Metadata-Version: 2.1
Name: VRPSolverEasy
Version: 0.0.1
Summary: VRPSolverEasy is a simplified modeler solving routing problems by using Branch-Cut-and-Price approach on solver like CLP or CPLEX
Author: ERRAMI Najib SADYKOV Ruslan UCHOA Eduardo QUEIROGA Eduardo
Author-email: najib.errami@inria.fr
Keywords: VRP,Branch-Cut&Price,Linear Programming,routing problems,solver,Linear Programming
Requires-Python: >=3.7
Description-Content-Type: text/markdown

# VRPSolverEasy [![Python package](https://github.com/inria-UFF/VRPSolverEasy/actions/workflows/python-package.yml/badge.svg)](https://github.com/inria-UFF/VRPSolverEasy/actions/workflows/python-package.yml)
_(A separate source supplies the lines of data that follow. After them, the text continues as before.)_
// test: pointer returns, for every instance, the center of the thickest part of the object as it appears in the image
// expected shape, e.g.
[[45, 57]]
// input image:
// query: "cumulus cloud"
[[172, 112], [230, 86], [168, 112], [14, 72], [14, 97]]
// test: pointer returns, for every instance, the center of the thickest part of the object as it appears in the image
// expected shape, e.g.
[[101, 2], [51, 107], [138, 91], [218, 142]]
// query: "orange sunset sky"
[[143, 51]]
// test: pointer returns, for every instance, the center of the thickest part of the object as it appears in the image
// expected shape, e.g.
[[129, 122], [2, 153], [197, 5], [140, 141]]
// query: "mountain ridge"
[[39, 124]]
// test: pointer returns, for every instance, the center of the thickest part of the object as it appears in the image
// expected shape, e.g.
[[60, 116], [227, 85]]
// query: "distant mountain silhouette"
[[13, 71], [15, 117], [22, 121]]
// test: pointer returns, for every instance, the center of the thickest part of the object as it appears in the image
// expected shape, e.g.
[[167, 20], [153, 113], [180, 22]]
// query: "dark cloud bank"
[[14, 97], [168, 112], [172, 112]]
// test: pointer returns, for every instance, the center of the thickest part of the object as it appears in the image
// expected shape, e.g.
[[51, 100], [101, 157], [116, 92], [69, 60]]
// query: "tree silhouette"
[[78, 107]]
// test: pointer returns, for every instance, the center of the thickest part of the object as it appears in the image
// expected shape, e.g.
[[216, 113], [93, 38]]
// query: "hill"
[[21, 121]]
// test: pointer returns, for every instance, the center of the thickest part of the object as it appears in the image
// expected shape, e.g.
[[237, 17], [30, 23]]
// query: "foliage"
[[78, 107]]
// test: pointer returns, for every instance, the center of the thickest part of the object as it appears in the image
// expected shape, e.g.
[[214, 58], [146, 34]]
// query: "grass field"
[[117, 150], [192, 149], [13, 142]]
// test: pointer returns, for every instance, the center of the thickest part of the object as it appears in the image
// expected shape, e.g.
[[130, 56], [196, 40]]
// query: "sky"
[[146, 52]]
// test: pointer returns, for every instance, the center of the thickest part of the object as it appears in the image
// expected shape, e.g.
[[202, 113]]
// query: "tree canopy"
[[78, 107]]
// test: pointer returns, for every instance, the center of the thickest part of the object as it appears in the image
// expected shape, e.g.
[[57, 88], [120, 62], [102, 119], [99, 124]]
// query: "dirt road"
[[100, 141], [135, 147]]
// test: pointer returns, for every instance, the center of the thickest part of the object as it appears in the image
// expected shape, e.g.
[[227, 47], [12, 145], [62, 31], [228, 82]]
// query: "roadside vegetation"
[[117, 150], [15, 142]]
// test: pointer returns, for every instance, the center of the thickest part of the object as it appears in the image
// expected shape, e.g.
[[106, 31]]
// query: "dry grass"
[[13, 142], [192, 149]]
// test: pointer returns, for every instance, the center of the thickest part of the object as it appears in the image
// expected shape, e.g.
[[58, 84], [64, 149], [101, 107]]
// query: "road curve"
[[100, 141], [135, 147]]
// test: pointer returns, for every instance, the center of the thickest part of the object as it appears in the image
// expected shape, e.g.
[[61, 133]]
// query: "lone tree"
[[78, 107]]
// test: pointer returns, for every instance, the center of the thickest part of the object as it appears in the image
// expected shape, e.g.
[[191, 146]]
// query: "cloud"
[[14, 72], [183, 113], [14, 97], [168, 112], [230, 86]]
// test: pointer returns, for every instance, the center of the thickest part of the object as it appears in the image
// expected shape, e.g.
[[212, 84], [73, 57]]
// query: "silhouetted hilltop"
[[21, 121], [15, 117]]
This project is an implementation of VRPSolver, a package allows you to resolve routing problems by using the bapCod solver,(COIN-OR) CLP and CPLEX solver.

## Installation 

![Python](https://upload.wikimedia.org/wikipedia/commons/c/c3/Python-logo-notext.svg)
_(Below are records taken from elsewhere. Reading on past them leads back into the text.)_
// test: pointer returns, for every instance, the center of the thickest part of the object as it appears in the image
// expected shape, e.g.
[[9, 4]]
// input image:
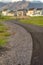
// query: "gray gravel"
[[19, 45]]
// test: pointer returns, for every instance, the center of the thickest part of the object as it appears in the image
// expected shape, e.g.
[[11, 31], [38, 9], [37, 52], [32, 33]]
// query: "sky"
[[18, 0]]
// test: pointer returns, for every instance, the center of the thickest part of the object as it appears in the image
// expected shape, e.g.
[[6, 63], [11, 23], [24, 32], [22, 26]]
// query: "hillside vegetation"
[[33, 20]]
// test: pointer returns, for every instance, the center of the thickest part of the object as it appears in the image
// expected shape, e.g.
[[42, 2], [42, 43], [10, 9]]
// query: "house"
[[30, 12], [4, 12], [35, 12], [10, 13], [21, 12]]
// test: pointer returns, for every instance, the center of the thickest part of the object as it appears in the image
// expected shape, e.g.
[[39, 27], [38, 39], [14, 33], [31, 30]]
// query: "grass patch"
[[3, 42], [33, 20], [3, 35], [5, 18]]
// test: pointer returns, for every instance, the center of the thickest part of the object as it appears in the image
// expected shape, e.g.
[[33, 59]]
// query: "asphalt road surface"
[[37, 37]]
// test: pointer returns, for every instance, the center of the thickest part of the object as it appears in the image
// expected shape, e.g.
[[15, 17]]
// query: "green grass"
[[3, 35], [5, 18], [33, 20]]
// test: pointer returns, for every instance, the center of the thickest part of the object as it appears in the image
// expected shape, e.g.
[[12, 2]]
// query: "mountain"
[[16, 5]]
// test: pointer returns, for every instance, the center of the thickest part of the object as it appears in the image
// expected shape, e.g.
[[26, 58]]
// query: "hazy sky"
[[18, 0]]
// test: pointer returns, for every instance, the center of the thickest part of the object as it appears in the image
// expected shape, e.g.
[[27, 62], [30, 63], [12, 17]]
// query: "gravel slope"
[[37, 37], [19, 46]]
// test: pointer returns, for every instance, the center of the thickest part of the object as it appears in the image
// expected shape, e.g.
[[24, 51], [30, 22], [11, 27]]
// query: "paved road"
[[37, 36]]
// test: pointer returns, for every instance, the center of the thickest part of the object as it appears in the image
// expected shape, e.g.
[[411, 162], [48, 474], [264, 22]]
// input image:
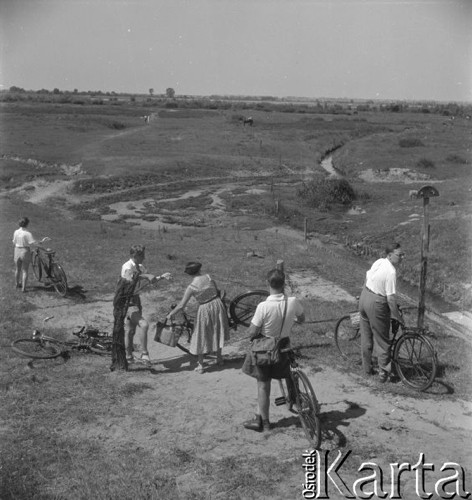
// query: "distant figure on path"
[[211, 325], [23, 240]]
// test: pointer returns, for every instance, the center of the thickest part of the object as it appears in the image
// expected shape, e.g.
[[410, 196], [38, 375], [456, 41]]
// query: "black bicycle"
[[414, 358], [240, 311], [48, 271], [300, 398], [40, 346]]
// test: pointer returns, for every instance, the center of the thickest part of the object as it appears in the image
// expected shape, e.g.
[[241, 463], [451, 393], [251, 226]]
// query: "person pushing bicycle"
[[134, 271], [377, 305], [23, 240], [273, 318]]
`VRPSolverEasy` requires a version of python  >= 3.7

There is two differents way to install `VRPSolverEasy` :

The first way is to install it with `pip` (it doesn't work because the package is temporarly private)  :
```
python -m pip install VRPSolverEasy
```
The second way is to following this steps:

- Download the package and extract it into a local directory
- (Windows) Move to this local directory and enter :
```
 python pip install .
```
- (MacOs and Linux):
```
sudo python pip install .
```
If you work on ARM Mac, you must install python in x86-x64 architecture and use the same commands.

## Examples

### Initialisation of model

After installation, if you want to create your first model you have to import the solver like this:
```
import VRPSolverEasy.src.solver as solver
```

#### Create and solve your first model 
```
    """modelisation of small example using solver"""
    # data
    cost_per_time = 10
    cost_per_distance = 10
    begin_time = 0
    end_time = 5000
    nb_point = 7

    # map with names and coordinates
    coordinates = {"Wisconsin, USA": (44.50, -89.50),  # depot
                   "West Virginia, USA": (39.000000, -80.500000),
                   "Vermont, USA": (44.000000, -72.699997),
                   "Texas, the USA": (31.000000, -100.000000),
                   "South Dakota, the US": (44.500000, -100.000000),
                   "Rhode Island, the US": (41.742325, -71.742332),
                   "Oregon, the US": (44.000000, -120.500000)
                   }

    # demands of points
    demands = [0, 500, 300, 600, 658, 741, 436]

    # Initialisation
    model = solver.CreateModel()

    # Add vehicle type
    model.add_vehicle_type(
        id=1,
        start_point_id=0,
        end_point_id=0,
        name="VEH1",
        capacity=1100,
        max_number=6,
        var_cost_dist=cost_per_distance,
        var_cost_time=cost_per_time,
        tw_end=5000)

    # Add depot
    model.add_depot(id=0, name="D1", tw_begin=0, tw_end=5000)

    coordinates_keys = list(coordinates.keys())
    # Add Customers
    for i in range(1, nb_point):
        model.add_customer(
            id=i,
            name=coordinates_keys[i],
            demand=demands[i],
            tw_begin=begin_time,
            tw_end=end_time)

    # Add links
    coordinates_values = list(coordinates.values())
    enumerate = 1
    for i in range(0, 7):
        for j in range(i + 1, 7):
            dist = compute_euclidean_distance(coordinates_values[i][0],
                                              coordinates_values[j][0],
                                              coordinates_values[i][1],
                                              coordinates_values[j][1])
            model.add_link(
                "arc" + str(enumerate),
                start_point_id=i,
                end_point_id=j,
                distance=dist,
                time=dist)
            enumerate += 1

    # solver model
    model.solve()
    model.export()

    print(model.solution)
```
## Documentation

If you want to see the local documentation, you can go on folder `doc/build/html` and run file `index.html`.